Cependant, j'ai vu des Canadiens se réunir relativement au projet de loi C-51 et j'ai constaté un niveau de préoccupation au sujet de la portée des activités de collecte d'information que je n'avais pas vu au cours des dernières années. À la lumière de ces faits, en fonction des réactions que l'ACLC a reçues à la demande que nous avons formulée et des motifs très précis figurant dans notre demande qui concernaient la LCISC en particulier et aussi, de façon générale, le projet de loi C-51, je répondrais que nous avons eu beaucoup de soutien parmi les Canadiens.
J'aimerais aussi souligner que d'autres collègues dans d'autres organisations de défense des libertés civiques ont rédigé des pétitions qui ont été signées par des centaines de milliers de Canadiens, alors je crois que les Canadiens sont très préoccupés. Nous ne voulons pas d'une société où le gouvernement est partout, et sait tout, tout le temps. Nous ne voulons pas d'une société où la surveillance est totale.
Nous reconnaissons aussi dans notre pays qu'une dissension et une protestation légitime et que des désaccords et des contre-discours sont des droits protégés par la Constitution au Canada, peu importe si ces opinions visent le gouvernement canadien ou un gouvernement étranger.

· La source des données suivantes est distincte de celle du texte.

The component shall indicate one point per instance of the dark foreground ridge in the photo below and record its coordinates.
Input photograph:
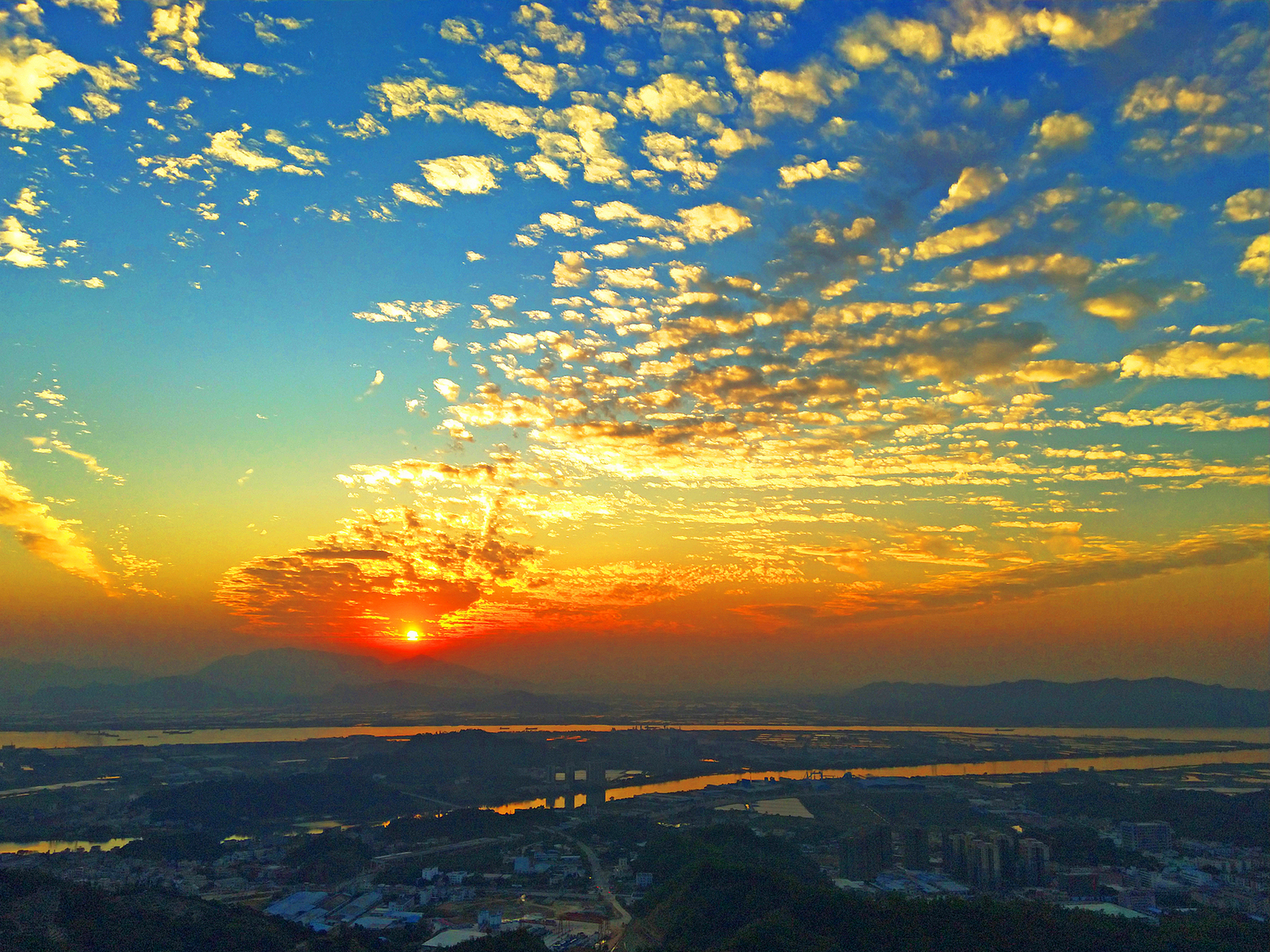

Tant qu'il n'y a pas de violence, ce sont des activités qui sont protégées. Selon moi, à la lumière des personnes qui se sont inscrites et qui ont fait des dons dans le cadre des campagnes qui ont été lancées à ce sujet, les Canadiens sont tout à fait favorables à ce qu'on protège notre vie privée et qu'on s'assure que tous les renseignements communiqués sont nécessaires et proportionnels.